いくつかのエンティティをクラスター化しようとしています。クラスタリングについて私が持っている唯一のメトリックは、あるエンティティと別のエンティティ間の類似性です。(0-1 float)
これを達成するクラスタリングアルゴリズムを考えられる人はいますか? あいまいなグループを返すことに感謝します。これは、現時点でプログラムによってグループを推定するよりも優れたソリューションです。
いくつかのエンティティをクラスター化しようとしています。クラスタリングについて私が持っている唯一のメトリックは、あるエンティティと別のエンティティ間の類似性です。(0-1 float)

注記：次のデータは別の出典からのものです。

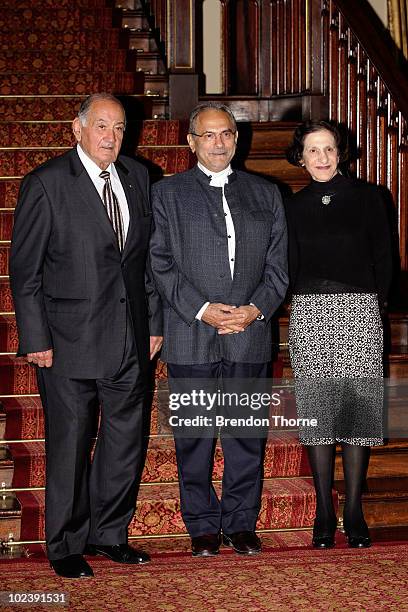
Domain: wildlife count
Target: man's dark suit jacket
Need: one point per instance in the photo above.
(190, 263)
(71, 285)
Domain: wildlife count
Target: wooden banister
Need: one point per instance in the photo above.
(379, 47)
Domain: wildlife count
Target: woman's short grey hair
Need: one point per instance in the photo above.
(87, 103)
(209, 106)
(294, 152)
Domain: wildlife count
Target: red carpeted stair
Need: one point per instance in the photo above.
(52, 53)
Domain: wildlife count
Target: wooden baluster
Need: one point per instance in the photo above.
(334, 64)
(296, 57)
(265, 52)
(372, 149)
(274, 30)
(280, 57)
(226, 81)
(352, 84)
(392, 149)
(342, 74)
(403, 193)
(163, 20)
(362, 113)
(382, 113)
(183, 57)
(288, 47)
(304, 47)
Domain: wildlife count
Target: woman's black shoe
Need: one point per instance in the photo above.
(358, 537)
(359, 541)
(323, 541)
(323, 533)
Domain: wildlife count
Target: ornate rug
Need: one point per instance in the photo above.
(339, 579)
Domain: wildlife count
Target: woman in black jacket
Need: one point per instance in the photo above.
(340, 272)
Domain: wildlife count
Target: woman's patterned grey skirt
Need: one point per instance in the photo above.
(336, 347)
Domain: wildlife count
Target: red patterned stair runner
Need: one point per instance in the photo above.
(53, 53)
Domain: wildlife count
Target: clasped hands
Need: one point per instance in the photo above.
(229, 319)
(44, 358)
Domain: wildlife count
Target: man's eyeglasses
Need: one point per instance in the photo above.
(226, 135)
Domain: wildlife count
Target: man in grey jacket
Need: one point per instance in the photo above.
(219, 260)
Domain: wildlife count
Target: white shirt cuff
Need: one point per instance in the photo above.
(259, 317)
(201, 311)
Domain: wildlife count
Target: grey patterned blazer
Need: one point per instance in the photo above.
(189, 258)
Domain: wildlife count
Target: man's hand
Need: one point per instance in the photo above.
(155, 345)
(218, 315)
(42, 358)
(243, 316)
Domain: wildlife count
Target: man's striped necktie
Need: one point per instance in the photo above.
(113, 209)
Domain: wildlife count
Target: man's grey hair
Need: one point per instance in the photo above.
(200, 108)
(87, 103)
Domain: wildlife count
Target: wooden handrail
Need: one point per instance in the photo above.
(379, 46)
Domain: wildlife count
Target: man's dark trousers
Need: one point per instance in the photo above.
(238, 509)
(92, 503)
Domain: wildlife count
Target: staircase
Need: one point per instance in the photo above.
(49, 59)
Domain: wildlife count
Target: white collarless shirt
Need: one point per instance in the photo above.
(219, 179)
(94, 171)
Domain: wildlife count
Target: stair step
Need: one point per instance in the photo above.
(39, 108)
(169, 161)
(17, 376)
(67, 83)
(390, 460)
(396, 328)
(8, 334)
(135, 19)
(43, 4)
(19, 134)
(6, 225)
(285, 504)
(10, 517)
(2, 422)
(6, 301)
(9, 192)
(279, 169)
(156, 85)
(157, 132)
(72, 39)
(385, 503)
(49, 134)
(6, 468)
(284, 458)
(160, 107)
(55, 19)
(141, 41)
(17, 163)
(398, 322)
(102, 60)
(150, 63)
(271, 138)
(4, 260)
(21, 161)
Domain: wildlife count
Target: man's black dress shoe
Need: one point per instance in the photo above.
(206, 545)
(323, 541)
(243, 542)
(73, 566)
(121, 553)
(359, 541)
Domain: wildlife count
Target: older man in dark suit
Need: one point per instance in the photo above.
(78, 262)
(219, 260)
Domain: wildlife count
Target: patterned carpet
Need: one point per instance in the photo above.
(375, 579)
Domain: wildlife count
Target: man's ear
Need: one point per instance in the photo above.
(191, 143)
(76, 128)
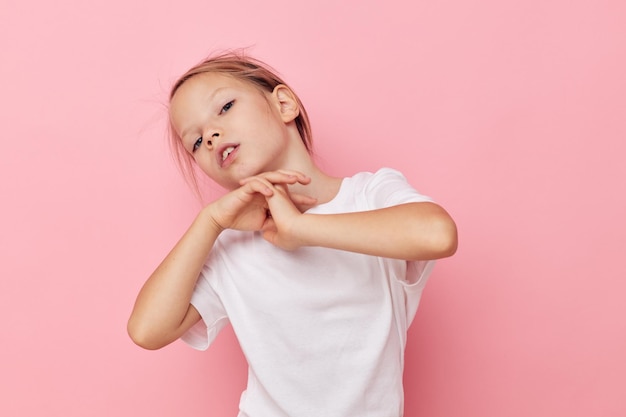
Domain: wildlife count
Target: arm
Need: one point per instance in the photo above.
(162, 311)
(412, 231)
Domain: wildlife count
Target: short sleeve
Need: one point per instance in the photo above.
(214, 318)
(388, 187)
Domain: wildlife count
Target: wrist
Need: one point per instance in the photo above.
(213, 224)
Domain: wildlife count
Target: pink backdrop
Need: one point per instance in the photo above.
(512, 114)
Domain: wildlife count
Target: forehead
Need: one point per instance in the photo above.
(207, 84)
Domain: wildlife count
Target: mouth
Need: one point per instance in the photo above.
(226, 154)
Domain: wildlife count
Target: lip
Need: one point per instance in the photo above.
(218, 154)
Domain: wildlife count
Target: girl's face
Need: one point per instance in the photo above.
(232, 129)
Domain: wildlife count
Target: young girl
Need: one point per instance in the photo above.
(319, 276)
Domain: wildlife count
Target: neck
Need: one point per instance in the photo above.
(323, 187)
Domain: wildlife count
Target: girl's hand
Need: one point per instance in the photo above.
(247, 207)
(285, 208)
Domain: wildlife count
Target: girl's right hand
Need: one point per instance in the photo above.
(246, 207)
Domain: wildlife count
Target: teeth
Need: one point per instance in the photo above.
(227, 152)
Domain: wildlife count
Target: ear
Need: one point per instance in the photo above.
(286, 102)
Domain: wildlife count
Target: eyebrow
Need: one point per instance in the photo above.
(209, 99)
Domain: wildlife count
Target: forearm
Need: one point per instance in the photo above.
(162, 310)
(414, 231)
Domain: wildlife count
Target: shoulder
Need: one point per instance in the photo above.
(385, 187)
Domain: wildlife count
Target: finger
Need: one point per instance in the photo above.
(301, 199)
(280, 177)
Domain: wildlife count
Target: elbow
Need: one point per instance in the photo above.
(443, 238)
(143, 336)
(448, 239)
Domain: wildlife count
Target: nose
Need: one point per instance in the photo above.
(210, 137)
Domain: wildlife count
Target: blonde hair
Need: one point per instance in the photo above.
(244, 68)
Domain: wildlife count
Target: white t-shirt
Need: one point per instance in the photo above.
(323, 330)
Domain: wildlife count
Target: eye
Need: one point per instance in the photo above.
(227, 106)
(196, 144)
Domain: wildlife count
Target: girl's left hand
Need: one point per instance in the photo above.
(285, 209)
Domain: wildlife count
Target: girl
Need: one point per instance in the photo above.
(319, 276)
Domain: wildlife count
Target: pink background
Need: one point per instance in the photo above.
(512, 114)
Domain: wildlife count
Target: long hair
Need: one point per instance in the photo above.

これを達成するクラスタリングアルゴリズムを考えられる人はいますか? あいまいなグループを返すことに感謝します。これは、現時点でプログラムによってグループを推定するよりも優れたソリューションです。
近隣トポロジを考慮したネットワーク (グラフ - エッジで接続されたノード) で動作するすべてのクラスタリング アルゴリズム。これらの多くが存在します。RNSC と MCL をお勧めします (免責事項: 後者を書きました)。詳しく説明すると、単純な (重み付けされていない) ネットワークのクラスター構造は、可能な接続の多くが実現されるノード セットの形式で存在できます。
DBSCAN (ウィキペディア)またはOPTICS (ウィキペディア)を使用できます。距離について話していますが、メトリック プロパティなどは必要ありません。類似度関数でも同様に使用できます。